De acordo com o jornal local “The Sydney Morning Herald”, Felipe Torres, que mora em Perth, venceu uma batalha na Justiça contra a família de Cecilia.

A defesa da família da empresária, que representa o pai de Cecilia, José Ibrahim Haddad, afirmou à publicação que as partes chegaram em um acordo e o pai reconheceu que sua filha e Felipe estavam casados quando ela morreu.

A batalha na Justiça teve início em junho, quando foi concedido à família de Cecilia o controle para administrar os bens da brasileira assassinada.
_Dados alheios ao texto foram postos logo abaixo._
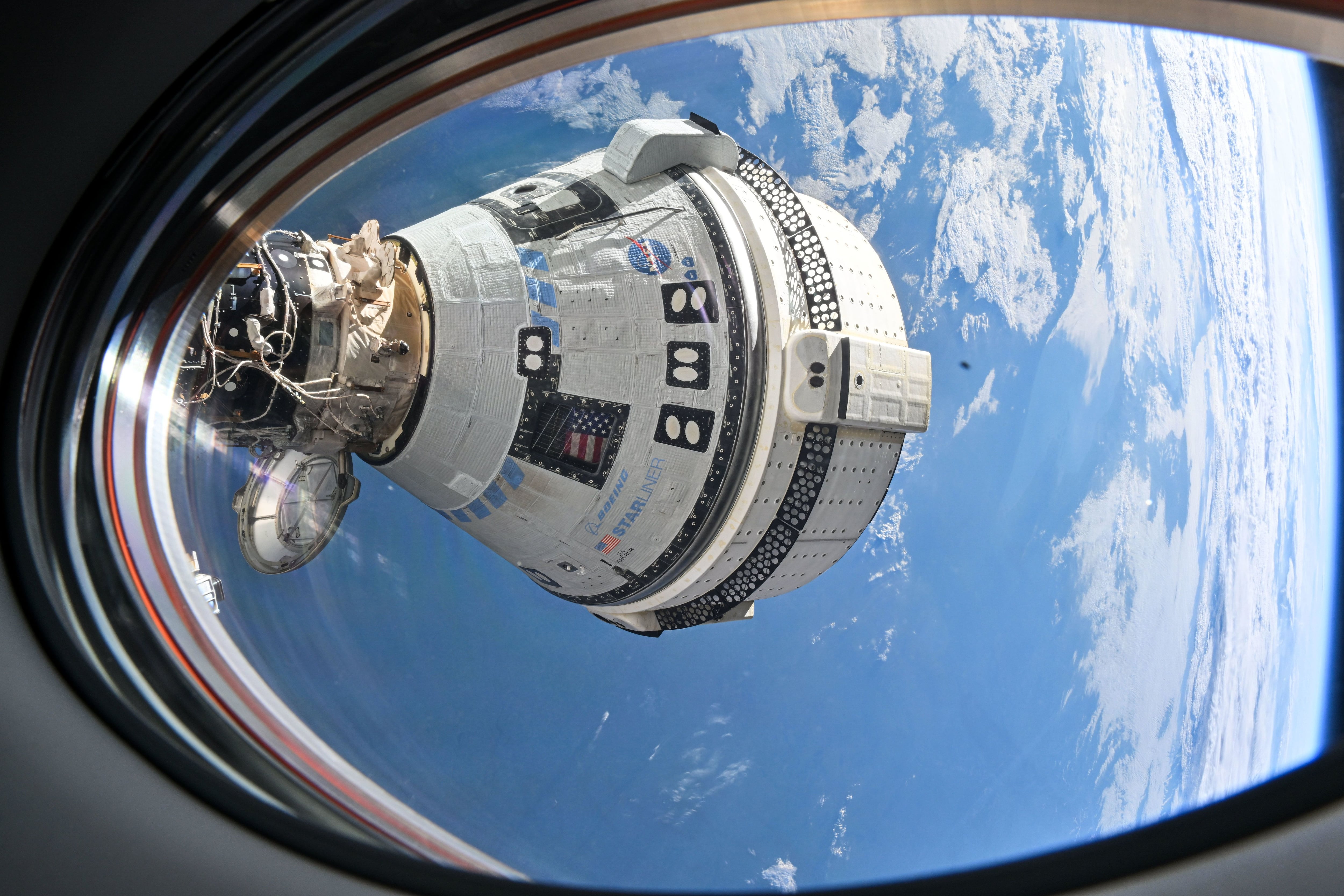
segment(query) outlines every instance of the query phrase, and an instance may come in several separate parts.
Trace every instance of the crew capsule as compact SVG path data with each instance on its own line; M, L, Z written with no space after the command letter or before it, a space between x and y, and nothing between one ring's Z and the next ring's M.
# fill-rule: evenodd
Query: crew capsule
M317 556L355 453L646 635L829 568L931 400L868 240L695 116L386 238L273 231L190 355L179 399L257 458L234 500L257 570Z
Mas o ex-marido entrou com um pedido e reivindicou ser o único beneficiário da herança.

Cecilia e Felipe se casaram no Brasil e começaram o processo de divórcio, mas nenhum pedido chegou a ser feito na Austrália.

A morte de Cecilia

A empresária foi encontrada por remadores em um rio de Sidney no dia 29 de abril. O ex-namorado de Cecilia, Mário Marcelo Santoro foi preso no mês passado em sua casa, no Rio de Janeiro. Ele é o principal suspeito de ter cometido o crime.

Santoro voltou ao Brasil no mesmo fim de semana em que o corpo de Cecilia foi encontrado.

Ela tinha 38 anos e vivia na Austrália desde maio de 2007. Foi gerente de operações da mineradora anglo-australiana BHP, sócia da empresa brasileira Vale no empreendimento Samarco.

Enquanto morava no Estado de Western Austrália, Cecilia exerceu várias funções na BHP. Em abril de 2016, mudou-se para Sydney e trabalhou como chefe de planejamento de operações para a empresa de fretes Pacific National. Em julho de 2017, fundou a empresa CHC, oferecendo consultoria em eficiência e produtividade.

No Brasil, Cecilia havia trabalhado nos escritórios da Vale no Rio em 2006 como analista de compras e na empresa de engenharia Promon. Fluente em espanhol e inglês, era formada em logística de engenharia industrial pela Pontifícia Universidade Católica do Rio (PUC-RJ) e em gerência de sistemas de carga pela Universidade da Tasmânia.